De macht van de HEERE is groot
1 De HEERE regeert; laten de volken sidderen.
Hij troont tussen de cherubs; laat de aarde beven.
2 De HEERE is groot in Sion,
Híj is verheven boven alle volken.
3 Laten zij Uw grote en ontzagwekkende Naam loven.
Heilig is Hij.
4 Loof de macht van de Koning, Die het recht liefheeft.
Ú hebt een billijk bestuur gevestigd,
Ú hebt recht en gerechtigheid gedaan in Jakob.
5 Roem de HEERE, onze God;
buig u neer voor de voetbank van Zijn voeten.
Heilig is Hij.
6 Mozes en Aäron waren onder Zijn priesters,
Samuel onder wie Zijn Naam aanriepen;
zij riepen tot de HEERE
en Híj verhoorde hen.
7 Hij sprak tot hen in een wolkkolom;
zij hebben Zijn getuigenissen in acht genomen
en de verordeningen die Hij hun had gegeven.
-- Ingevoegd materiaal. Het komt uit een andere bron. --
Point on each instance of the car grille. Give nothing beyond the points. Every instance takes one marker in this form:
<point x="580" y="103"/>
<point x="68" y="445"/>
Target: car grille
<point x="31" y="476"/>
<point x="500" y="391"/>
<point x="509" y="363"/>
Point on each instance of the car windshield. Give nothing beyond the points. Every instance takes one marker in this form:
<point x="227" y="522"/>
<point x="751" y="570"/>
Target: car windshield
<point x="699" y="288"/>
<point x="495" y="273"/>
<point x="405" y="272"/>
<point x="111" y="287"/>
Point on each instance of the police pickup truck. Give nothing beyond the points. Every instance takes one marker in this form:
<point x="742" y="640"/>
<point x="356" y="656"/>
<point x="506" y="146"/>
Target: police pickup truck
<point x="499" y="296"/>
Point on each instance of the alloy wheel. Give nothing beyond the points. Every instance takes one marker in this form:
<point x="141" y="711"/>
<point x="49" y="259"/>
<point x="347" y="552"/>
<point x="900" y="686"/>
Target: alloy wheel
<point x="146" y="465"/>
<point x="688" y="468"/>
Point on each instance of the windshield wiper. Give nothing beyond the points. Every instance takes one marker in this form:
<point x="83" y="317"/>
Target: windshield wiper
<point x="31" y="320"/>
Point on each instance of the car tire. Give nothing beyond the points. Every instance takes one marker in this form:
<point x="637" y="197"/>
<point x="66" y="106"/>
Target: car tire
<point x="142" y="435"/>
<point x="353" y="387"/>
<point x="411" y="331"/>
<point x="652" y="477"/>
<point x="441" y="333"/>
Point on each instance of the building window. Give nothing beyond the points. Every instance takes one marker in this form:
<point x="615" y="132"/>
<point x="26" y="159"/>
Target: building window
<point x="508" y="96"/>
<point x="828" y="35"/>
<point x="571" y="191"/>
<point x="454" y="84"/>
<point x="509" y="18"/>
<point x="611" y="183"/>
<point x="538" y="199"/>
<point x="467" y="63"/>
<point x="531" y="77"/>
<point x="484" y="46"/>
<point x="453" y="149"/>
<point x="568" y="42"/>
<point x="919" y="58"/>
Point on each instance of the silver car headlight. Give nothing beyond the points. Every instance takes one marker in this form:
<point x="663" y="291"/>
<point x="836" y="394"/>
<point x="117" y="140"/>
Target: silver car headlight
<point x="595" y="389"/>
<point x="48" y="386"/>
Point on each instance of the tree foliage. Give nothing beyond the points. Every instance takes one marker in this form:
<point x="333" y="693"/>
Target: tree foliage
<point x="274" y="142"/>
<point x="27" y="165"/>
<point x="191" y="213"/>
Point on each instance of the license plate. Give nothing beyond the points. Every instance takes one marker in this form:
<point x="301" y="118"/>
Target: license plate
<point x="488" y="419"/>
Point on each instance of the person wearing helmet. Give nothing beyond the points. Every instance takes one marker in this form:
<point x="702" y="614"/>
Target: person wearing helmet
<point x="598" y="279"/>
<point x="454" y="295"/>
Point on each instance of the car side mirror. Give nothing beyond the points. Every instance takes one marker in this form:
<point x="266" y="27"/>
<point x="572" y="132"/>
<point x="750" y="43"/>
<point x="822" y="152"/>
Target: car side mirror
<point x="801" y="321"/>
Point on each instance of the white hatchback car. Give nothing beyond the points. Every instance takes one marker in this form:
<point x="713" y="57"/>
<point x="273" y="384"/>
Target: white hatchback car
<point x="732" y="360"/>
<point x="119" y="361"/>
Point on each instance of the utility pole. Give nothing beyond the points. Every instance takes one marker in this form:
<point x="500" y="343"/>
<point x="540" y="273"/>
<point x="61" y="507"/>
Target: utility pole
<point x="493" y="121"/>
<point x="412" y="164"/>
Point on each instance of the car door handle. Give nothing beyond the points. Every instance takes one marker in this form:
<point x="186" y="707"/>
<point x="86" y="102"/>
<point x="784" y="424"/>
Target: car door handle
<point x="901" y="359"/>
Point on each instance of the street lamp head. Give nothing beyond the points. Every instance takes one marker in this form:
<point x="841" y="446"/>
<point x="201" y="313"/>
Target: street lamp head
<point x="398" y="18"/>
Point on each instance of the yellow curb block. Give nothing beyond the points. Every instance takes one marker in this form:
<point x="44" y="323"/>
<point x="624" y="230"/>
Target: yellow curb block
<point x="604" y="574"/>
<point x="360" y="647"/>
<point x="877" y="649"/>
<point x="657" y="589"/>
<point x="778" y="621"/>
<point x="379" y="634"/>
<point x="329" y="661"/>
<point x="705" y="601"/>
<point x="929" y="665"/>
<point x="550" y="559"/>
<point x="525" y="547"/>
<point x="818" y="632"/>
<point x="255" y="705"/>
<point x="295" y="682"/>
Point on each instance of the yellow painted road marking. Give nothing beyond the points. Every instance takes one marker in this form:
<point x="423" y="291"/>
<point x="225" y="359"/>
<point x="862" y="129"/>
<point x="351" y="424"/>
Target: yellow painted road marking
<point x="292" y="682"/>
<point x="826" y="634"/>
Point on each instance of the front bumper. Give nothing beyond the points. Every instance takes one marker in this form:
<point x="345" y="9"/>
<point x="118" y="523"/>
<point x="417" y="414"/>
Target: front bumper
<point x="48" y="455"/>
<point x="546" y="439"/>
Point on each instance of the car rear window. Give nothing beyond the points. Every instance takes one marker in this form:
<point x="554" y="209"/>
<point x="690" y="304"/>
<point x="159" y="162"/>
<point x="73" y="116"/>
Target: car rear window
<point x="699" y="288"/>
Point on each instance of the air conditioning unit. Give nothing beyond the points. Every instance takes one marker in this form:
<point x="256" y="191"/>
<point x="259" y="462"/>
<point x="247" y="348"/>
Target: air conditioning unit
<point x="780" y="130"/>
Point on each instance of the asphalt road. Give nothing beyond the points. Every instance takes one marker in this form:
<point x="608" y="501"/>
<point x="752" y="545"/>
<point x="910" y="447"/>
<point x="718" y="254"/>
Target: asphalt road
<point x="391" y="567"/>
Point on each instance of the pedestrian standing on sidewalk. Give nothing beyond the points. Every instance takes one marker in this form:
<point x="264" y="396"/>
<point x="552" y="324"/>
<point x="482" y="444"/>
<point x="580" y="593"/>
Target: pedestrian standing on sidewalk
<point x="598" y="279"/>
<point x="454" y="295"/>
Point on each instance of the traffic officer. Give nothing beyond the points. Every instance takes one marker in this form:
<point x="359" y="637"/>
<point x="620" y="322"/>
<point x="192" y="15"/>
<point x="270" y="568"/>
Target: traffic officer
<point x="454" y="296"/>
8 HEERE, onze God, Ú hebt hen verhoord;
U bent voor hen een vergevend God geweest,
hoewel U wraak oefende over hun daden.
9 Roem de HEERE, onze God;
buig u neer voor Zijn heilige berg,
want heilig is de HEERE, onze God.
In desen Psalm wort gesproken van de macht des Heeren, mitsgaders van sijne gerechtigheyt, ende goedertierenheyt over sijn volck: met een vermaninge, door het exempel van Mose ende Aaron, om Godt in sijn gemeynte te loven.
1 DE HEERE regeert, dat de volckeren beven: hy sitt [tusschen ] de Cherubim, de aerde bewege haer.
2 De HEERE is groot in Zion, ende hy is hooge boven alle volckeren.
3 Datse uwen grooten ende vreeslicken name loven, die heyligh is:
4 Ende de sterckte des Koninghs, die’t recht lief heeft: Ghy hebt billickheden bevestight, ghy hebt recht ende gerechtigheyt gedaen in Iacob.
5 Verheft den HEERE onsen Godt, ende buyght u neder voor den voetbanck sijner voeten, hy is heyligh.
6 Mose ende Aaron waren onder sijne Priesters, ende Samuel onder de aenroepers sijnes naems; sy riepen tot den HEERE, ende hy verhoordese.
7 Hy sprack tot hen in eene wolcken-colomne: sy hebben sijne getuygenissen onderhouden, ende d’insettingen [die ] hy hen gegeven hadde.
8 O HEERE onse Godt, ghy hebtse verhoort, ghy zijt hen geweest een vergevende Godt, hoewel wrake doende over hare daden.
9 Verheft den HEERE onsen Godt, ende buyght u voor den bergh sijner heyligheyt, want de HEERE onse Godt is heyligh.